Sometimes I wish I could put a particular feeling in a jar and save a little of it for later. Like a snack that you can enjoy when you want it most. I remember generally how I felt at certain times in my life. I remember the happiness on my wedding day. I remember the freedom of my childhood. I remember laying on a blanket and looking at the stars. I remember the tranquility from a hike in the mountains. I remember the awe of holding a newborn baby.
But these feelings can be all too fleeting. Before you know it they are past, and all you are left with is an ever-fading memory. Some feelings and experiences you can try to re-create. You can go hiking frequently. You can look at the stars whenever you can. You can do a vowel renewal with your spouse. But often, the original feeling can never be duplicated. It's like emotions are as beautiful and precious, yet as fragile as a bubble. Here one second, and gone the next.

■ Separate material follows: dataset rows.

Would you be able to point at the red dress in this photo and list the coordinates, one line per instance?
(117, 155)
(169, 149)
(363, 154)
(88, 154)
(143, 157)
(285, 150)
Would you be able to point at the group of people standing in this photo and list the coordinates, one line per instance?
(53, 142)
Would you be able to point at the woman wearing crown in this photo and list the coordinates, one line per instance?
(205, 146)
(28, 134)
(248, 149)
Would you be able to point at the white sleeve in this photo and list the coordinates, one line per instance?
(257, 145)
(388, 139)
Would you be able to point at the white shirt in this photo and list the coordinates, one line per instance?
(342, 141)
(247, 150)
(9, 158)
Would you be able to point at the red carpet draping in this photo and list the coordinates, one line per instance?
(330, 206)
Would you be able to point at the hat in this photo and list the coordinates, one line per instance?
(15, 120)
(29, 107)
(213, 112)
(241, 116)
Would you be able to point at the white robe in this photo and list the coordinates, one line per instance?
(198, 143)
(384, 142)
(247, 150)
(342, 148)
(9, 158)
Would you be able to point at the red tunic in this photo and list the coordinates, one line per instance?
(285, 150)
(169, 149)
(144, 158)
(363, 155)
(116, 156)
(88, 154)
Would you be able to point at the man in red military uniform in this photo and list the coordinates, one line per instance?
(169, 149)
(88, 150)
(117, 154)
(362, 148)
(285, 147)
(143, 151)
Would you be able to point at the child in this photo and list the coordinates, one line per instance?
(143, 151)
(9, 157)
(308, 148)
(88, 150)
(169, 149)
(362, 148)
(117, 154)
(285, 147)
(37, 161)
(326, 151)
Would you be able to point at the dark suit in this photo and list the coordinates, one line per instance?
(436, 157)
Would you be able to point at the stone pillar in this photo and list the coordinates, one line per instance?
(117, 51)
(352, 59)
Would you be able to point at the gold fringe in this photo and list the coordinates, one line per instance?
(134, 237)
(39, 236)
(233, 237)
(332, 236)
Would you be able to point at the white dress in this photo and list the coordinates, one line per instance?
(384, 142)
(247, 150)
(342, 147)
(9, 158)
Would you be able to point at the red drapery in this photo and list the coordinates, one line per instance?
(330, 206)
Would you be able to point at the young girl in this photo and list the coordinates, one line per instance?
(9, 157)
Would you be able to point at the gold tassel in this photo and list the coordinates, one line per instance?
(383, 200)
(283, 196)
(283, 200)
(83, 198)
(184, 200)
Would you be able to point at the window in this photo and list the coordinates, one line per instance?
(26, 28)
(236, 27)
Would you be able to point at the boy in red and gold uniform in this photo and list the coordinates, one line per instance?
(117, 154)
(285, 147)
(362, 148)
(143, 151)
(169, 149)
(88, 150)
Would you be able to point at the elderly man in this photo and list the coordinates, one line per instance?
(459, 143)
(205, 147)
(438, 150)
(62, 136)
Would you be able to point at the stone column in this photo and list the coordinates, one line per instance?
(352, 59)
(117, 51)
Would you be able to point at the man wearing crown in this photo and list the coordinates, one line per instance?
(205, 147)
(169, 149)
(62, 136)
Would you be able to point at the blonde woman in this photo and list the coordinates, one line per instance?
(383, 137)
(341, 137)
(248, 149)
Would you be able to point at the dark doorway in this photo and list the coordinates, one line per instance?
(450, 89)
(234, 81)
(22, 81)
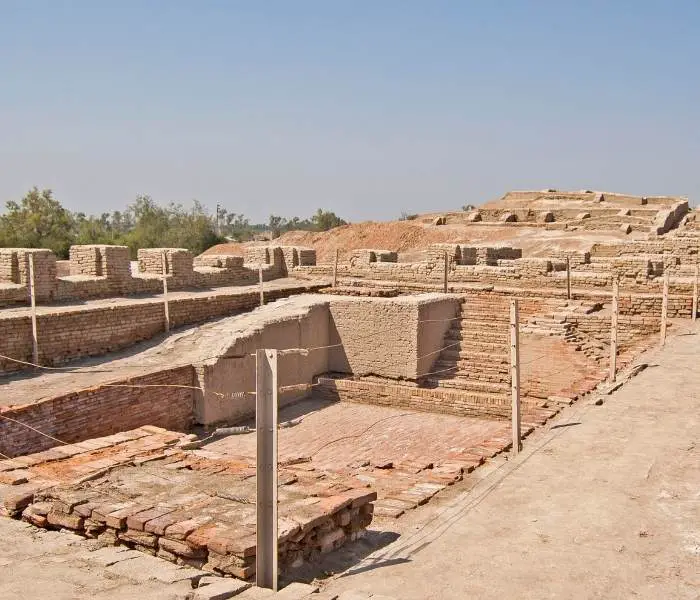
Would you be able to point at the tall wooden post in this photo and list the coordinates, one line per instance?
(613, 328)
(262, 287)
(266, 404)
(664, 308)
(335, 269)
(694, 313)
(31, 283)
(447, 260)
(164, 269)
(515, 374)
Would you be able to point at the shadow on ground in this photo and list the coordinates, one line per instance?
(345, 558)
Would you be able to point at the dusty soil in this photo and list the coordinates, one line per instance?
(603, 503)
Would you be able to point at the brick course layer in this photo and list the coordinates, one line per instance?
(99, 411)
(67, 335)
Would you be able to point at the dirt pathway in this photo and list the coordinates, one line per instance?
(603, 504)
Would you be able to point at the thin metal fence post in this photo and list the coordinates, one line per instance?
(266, 404)
(515, 374)
(31, 282)
(262, 286)
(164, 269)
(335, 269)
(446, 269)
(694, 312)
(613, 328)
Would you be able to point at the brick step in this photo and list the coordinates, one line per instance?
(549, 320)
(471, 385)
(484, 358)
(478, 323)
(471, 366)
(476, 344)
(496, 316)
(469, 396)
(482, 334)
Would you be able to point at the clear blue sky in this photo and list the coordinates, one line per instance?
(367, 108)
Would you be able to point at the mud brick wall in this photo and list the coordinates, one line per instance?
(650, 306)
(99, 412)
(257, 254)
(449, 402)
(80, 332)
(384, 336)
(86, 260)
(305, 326)
(97, 271)
(9, 266)
(307, 256)
(576, 258)
(221, 261)
(487, 255)
(178, 263)
(436, 253)
(14, 270)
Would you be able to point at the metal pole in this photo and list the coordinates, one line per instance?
(515, 375)
(335, 269)
(266, 404)
(694, 314)
(31, 283)
(164, 268)
(664, 308)
(262, 288)
(446, 268)
(613, 329)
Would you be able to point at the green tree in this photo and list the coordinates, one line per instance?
(325, 220)
(37, 221)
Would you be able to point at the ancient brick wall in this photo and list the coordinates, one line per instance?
(99, 412)
(102, 271)
(457, 402)
(80, 331)
(301, 323)
(380, 336)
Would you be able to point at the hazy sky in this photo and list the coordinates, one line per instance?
(368, 108)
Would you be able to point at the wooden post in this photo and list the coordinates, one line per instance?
(515, 375)
(694, 314)
(164, 268)
(266, 404)
(31, 283)
(613, 328)
(262, 287)
(447, 260)
(335, 269)
(664, 308)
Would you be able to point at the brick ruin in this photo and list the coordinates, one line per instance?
(99, 271)
(417, 355)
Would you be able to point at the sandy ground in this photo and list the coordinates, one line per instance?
(604, 503)
(36, 564)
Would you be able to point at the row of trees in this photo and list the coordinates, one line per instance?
(40, 221)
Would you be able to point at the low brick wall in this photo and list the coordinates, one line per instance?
(460, 403)
(100, 411)
(71, 334)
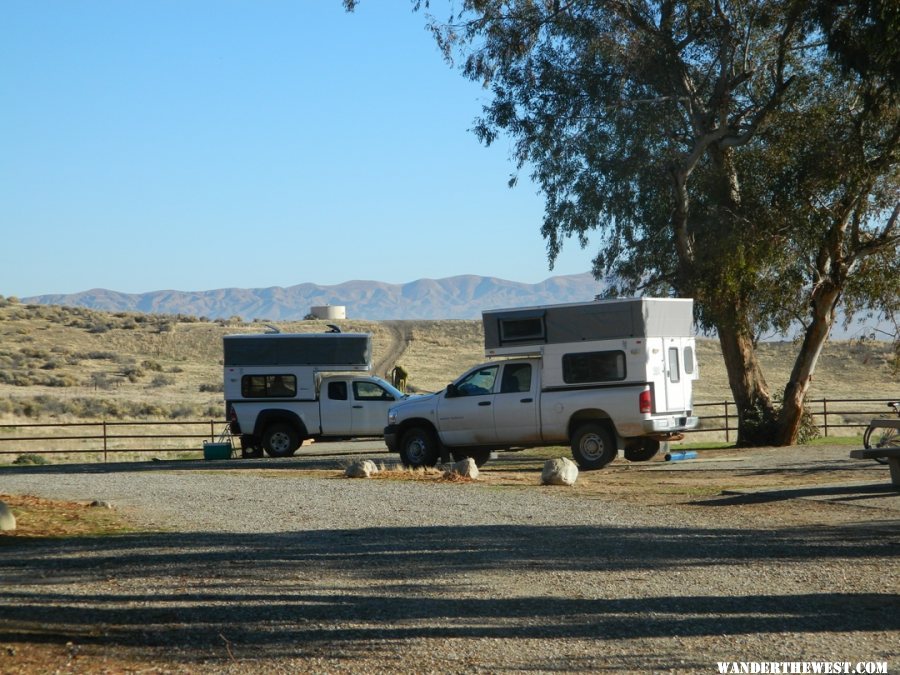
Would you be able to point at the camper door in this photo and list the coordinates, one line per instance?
(680, 372)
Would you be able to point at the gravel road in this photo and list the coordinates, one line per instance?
(280, 568)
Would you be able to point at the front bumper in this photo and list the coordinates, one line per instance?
(392, 437)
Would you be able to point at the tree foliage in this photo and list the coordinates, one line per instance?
(744, 153)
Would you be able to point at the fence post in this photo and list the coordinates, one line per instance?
(727, 436)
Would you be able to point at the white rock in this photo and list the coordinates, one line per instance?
(7, 519)
(466, 468)
(361, 468)
(560, 471)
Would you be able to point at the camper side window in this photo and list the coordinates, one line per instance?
(594, 367)
(688, 360)
(268, 386)
(512, 330)
(674, 369)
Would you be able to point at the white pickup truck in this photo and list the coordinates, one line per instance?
(597, 376)
(277, 394)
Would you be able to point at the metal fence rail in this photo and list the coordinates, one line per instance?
(828, 414)
(107, 438)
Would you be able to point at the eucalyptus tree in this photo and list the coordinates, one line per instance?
(708, 148)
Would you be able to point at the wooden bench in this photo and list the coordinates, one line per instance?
(892, 455)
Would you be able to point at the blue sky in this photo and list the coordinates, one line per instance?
(199, 144)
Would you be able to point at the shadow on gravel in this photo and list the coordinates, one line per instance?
(311, 462)
(293, 593)
(836, 493)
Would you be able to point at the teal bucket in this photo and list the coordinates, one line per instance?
(216, 450)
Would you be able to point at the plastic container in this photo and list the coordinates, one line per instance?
(216, 450)
(681, 455)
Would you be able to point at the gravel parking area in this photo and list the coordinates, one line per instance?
(262, 566)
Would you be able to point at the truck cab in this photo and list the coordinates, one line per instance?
(282, 389)
(598, 376)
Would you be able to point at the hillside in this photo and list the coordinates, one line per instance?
(461, 297)
(71, 363)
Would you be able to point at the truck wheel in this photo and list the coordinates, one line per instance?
(480, 456)
(642, 450)
(280, 440)
(418, 447)
(593, 446)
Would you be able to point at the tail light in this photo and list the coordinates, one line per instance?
(645, 401)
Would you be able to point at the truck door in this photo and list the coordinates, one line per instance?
(678, 382)
(335, 408)
(370, 405)
(516, 405)
(466, 409)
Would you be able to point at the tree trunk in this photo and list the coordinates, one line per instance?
(756, 414)
(790, 417)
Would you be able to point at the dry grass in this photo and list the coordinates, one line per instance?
(69, 364)
(46, 518)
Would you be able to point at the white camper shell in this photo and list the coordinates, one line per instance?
(599, 376)
(284, 388)
(605, 343)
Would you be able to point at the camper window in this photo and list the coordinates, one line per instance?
(688, 360)
(369, 391)
(528, 328)
(337, 391)
(479, 383)
(674, 369)
(268, 386)
(593, 367)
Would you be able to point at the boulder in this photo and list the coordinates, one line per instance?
(7, 519)
(361, 468)
(466, 468)
(560, 471)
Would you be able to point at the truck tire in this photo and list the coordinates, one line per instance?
(418, 447)
(593, 446)
(641, 450)
(480, 456)
(280, 440)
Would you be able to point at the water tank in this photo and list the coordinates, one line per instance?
(329, 312)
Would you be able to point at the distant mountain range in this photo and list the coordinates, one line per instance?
(460, 297)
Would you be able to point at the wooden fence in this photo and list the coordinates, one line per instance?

I have found that the closest thing to preserving feelings in jars, is exposure to art. I can listen to a song and feel something I had forgotten about. I can look at a beautiful painting and be reminded of a summer when I was young. I can watch a movie and be moved to the point of tears. I can read a story and be transported to a place where I was long ago.
Once in a while I get really morose about the end of really wonderful feelings. But maybe it is better this way. If we could bottle up our feelings and save them for later, we might just all go around as emotional wreaks. Or we may never go out again. Hording our precious memories. Never knowing that we had yet to taste the sweetest ones.